If the Anthropocene itself began in 1784 in Bo’Ness in the central lowlands of Scotland as James Watt perfected his steam engine, Steffen capably explains how it is the production and consumption of goods, aimed at improving our wellbeing, that has catapulted human society into the great acceleration of ‘anthromes’ – impacts upon the earth systems caused by human activity.
It is not just climate. Marine ecosystems, land use, biodiversity loss and mass extinction, nitrogen cycles, water systems—we divert 50% of fresh water from reaching the ocean via our dams—and also climate change (or what the film-maker James Balog, in his documentary of the extreme ice survey, Chasing Ice, more directly calls ‘air change’) are all anthromes causing concern. For each one, 1950 stands out as a clear marker of change. Perhaps the saddest fact Steffen shares is that these problems are driven by 20% of the global population—Europe and North America. But as the developing economies of China, India, Brazil and others reach their ‘great accelerations’ the impacts will only, he suggests, grow worse.
And in each of these global systems (greenhouse gases, ozone depletion, climate, marine ecosystems, coastal zones, nitrogen cycles, tropical rain forests, land systems, biodiversity), human factors are demonstrable in two ways, and it is this research that proves the clearest evidence that the earth system has been pushed out of the Holocene pattern in only the last 50 years… into the Anthropocene.
So are we sailing towards global collapse?
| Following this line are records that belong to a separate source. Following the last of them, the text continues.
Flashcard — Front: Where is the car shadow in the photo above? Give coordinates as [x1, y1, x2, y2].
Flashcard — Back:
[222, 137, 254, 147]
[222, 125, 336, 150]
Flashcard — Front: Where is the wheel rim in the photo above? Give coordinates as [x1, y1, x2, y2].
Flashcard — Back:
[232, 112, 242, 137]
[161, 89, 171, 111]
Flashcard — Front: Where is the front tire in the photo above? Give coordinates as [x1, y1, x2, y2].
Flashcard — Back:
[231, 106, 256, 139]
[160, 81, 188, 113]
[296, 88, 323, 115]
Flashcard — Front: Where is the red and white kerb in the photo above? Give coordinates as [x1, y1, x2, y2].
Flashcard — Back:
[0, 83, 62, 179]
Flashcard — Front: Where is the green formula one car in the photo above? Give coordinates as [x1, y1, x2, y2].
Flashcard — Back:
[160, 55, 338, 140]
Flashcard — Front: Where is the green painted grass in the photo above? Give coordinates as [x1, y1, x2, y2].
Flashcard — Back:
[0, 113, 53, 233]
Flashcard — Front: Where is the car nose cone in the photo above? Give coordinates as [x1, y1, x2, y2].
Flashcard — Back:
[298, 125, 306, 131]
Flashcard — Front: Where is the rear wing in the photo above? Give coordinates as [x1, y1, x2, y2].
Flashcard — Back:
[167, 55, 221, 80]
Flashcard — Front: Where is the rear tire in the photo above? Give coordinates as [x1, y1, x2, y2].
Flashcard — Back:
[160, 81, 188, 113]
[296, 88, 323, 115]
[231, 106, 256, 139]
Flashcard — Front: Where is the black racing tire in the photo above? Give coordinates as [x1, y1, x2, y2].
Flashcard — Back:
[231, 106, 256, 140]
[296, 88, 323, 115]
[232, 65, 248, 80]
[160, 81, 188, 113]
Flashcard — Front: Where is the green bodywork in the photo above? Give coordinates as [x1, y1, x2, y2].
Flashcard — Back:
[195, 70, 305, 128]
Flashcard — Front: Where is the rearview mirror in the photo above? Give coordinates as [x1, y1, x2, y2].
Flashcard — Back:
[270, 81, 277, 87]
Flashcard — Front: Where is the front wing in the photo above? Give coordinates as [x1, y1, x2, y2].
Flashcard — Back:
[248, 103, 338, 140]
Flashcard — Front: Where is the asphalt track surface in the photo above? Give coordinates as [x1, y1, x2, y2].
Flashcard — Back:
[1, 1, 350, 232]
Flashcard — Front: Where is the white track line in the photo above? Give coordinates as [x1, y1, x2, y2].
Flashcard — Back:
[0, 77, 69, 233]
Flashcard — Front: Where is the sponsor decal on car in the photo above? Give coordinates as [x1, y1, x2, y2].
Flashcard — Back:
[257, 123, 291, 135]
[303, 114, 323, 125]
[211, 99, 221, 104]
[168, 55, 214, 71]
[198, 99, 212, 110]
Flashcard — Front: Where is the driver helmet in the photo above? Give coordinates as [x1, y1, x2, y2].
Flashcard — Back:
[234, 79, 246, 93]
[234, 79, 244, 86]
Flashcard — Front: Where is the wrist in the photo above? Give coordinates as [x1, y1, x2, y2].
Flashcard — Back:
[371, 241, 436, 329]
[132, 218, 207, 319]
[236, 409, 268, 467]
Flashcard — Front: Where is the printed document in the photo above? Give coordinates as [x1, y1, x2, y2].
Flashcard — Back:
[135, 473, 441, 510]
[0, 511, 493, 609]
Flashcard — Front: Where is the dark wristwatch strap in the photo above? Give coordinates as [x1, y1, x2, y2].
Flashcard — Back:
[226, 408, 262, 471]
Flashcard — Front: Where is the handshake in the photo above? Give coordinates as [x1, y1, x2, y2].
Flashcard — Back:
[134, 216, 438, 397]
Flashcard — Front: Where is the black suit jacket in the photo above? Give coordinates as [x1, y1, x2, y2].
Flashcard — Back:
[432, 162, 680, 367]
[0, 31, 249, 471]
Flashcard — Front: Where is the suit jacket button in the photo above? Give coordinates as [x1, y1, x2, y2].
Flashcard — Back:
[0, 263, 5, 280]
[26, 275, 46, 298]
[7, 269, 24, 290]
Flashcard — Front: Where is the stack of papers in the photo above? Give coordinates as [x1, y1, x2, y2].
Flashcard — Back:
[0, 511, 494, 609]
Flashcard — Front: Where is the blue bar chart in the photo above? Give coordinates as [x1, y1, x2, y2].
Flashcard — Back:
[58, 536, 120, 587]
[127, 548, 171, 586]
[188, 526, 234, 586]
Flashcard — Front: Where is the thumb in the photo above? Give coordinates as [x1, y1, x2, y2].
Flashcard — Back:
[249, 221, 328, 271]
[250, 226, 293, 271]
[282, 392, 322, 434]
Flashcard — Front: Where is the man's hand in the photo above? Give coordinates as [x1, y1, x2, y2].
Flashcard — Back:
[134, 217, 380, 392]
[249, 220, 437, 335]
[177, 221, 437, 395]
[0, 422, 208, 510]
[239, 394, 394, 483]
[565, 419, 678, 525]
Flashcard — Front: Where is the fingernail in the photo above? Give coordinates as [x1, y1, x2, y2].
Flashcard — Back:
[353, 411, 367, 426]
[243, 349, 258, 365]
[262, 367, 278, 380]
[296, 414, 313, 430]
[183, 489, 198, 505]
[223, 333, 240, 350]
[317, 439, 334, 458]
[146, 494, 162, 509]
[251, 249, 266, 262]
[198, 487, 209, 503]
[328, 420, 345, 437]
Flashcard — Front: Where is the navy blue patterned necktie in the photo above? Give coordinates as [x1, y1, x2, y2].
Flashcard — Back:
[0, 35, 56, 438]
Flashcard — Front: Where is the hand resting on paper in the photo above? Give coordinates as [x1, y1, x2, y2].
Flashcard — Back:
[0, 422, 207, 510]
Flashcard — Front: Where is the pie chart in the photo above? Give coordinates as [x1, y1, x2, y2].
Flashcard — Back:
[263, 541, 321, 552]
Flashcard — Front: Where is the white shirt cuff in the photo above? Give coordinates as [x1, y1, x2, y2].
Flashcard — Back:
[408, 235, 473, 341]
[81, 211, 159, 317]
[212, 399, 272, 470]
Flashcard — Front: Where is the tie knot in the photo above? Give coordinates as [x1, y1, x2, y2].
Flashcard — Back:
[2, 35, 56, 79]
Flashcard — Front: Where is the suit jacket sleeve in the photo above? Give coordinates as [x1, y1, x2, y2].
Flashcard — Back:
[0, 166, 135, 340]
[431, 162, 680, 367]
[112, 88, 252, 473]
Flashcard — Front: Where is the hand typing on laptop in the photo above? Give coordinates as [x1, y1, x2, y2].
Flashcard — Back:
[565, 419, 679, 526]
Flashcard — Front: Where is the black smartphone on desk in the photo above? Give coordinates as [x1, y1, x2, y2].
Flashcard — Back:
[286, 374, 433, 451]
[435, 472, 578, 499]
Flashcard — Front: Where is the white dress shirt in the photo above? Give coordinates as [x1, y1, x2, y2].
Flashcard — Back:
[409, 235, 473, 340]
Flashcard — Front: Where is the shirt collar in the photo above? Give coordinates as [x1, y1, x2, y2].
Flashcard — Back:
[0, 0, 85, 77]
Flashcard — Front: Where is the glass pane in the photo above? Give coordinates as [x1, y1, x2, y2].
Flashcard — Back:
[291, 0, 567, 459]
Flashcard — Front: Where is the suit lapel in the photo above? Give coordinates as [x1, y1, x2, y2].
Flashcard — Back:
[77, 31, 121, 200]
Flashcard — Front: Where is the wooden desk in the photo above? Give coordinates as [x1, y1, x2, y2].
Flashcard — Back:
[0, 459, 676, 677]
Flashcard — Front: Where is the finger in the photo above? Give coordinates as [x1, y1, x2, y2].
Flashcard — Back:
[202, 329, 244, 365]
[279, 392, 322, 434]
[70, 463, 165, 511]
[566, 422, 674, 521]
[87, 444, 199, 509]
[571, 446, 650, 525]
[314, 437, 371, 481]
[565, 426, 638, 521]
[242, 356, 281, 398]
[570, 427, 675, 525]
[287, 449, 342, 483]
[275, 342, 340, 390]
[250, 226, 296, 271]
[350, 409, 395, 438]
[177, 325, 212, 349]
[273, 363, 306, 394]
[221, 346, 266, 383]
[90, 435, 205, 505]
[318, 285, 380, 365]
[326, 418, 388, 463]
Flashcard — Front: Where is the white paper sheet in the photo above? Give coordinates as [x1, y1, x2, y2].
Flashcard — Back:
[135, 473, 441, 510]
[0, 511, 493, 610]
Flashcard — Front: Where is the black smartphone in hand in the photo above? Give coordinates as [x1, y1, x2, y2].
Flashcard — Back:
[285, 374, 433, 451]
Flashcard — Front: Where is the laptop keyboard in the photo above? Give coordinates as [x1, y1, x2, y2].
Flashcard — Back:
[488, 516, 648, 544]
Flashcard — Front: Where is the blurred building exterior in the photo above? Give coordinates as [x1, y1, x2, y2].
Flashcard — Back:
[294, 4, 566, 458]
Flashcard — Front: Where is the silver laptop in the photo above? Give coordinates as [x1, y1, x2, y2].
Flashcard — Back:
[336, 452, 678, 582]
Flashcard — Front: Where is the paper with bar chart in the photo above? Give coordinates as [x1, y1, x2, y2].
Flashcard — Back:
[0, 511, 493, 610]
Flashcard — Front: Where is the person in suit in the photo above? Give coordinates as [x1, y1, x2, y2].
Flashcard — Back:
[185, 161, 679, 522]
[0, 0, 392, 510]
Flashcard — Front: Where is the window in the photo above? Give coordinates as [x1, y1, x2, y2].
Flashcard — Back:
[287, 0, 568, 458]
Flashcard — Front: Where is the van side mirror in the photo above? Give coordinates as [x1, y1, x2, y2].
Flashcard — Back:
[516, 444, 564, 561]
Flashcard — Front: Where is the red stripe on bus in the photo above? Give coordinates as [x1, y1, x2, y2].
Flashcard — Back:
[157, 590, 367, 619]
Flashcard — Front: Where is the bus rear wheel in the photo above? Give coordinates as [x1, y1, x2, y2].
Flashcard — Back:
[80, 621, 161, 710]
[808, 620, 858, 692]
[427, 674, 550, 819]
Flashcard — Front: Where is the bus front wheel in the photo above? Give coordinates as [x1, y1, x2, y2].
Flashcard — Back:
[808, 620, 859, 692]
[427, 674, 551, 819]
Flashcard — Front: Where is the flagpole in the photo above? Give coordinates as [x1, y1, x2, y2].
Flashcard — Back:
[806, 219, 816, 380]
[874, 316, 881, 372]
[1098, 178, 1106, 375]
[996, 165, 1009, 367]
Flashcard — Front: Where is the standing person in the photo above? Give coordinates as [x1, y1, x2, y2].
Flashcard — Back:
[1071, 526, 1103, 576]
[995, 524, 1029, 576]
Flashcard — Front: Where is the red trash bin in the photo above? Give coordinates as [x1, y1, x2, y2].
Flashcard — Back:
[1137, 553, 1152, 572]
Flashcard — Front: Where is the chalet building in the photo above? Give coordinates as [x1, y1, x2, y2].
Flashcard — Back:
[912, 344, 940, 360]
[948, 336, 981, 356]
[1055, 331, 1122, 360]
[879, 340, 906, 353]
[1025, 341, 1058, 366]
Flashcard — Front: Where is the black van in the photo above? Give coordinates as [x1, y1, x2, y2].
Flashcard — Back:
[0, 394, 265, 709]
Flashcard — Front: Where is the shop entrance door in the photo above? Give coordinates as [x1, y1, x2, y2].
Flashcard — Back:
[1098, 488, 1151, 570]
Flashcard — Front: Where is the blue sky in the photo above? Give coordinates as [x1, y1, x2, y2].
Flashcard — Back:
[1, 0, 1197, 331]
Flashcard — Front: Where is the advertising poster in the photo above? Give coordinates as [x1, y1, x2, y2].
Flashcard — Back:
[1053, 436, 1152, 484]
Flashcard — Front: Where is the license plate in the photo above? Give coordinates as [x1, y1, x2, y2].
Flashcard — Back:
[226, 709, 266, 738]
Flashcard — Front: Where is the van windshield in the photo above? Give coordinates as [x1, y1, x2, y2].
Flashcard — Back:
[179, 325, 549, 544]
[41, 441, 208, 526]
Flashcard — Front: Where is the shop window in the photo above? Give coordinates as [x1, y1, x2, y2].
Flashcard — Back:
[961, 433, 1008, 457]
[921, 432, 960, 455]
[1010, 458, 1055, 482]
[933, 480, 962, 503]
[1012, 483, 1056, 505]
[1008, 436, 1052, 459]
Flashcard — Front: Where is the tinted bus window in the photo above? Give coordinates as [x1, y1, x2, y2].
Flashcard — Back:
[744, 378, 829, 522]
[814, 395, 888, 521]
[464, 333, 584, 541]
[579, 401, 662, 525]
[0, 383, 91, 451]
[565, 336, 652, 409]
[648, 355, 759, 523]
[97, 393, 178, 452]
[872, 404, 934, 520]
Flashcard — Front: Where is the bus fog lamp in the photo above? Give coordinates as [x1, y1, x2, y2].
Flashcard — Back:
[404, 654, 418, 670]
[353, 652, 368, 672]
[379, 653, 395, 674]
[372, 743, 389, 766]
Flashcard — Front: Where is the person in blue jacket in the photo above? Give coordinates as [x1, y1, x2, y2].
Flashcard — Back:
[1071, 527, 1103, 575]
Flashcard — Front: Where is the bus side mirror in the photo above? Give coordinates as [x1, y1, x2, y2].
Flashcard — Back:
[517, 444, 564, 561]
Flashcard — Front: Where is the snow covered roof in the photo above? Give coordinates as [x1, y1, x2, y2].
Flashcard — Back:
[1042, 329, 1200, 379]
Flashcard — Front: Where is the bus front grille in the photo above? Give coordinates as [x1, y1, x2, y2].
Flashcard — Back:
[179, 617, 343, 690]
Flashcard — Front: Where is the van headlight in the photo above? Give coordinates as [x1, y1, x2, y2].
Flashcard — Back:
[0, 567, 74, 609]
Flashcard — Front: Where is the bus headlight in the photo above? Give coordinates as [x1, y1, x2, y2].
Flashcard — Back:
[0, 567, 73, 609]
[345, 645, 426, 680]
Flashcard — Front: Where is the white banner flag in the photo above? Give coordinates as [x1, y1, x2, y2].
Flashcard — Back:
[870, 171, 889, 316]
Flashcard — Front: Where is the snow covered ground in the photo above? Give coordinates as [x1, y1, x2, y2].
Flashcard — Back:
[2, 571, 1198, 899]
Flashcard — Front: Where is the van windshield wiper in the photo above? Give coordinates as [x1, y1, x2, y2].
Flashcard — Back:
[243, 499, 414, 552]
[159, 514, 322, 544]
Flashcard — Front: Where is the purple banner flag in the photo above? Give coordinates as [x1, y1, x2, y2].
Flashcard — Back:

The answer, says Steffen, “is in ourselves, not just in the environment” and he calls for investment and collaborations with the humanities as well, not just science, to say what’s going to happen. “We must formulate questions and problems together. Natural and social scientists, throw ideas around together from beginning.”
There is still some hope in maintaining the earth system within limits, or what he and colleagues have identified as planetary boundaries. But some, such as biodiversity loss, are already transgressed by over 1,000-times the natural levels.
“It takes Earth 5,000 years to go from ice age to warm period,” explains Steffen, “but we’re doing it in 100 years. Can contemporary society survive the Anthropocene? I don’t know. No-one does.”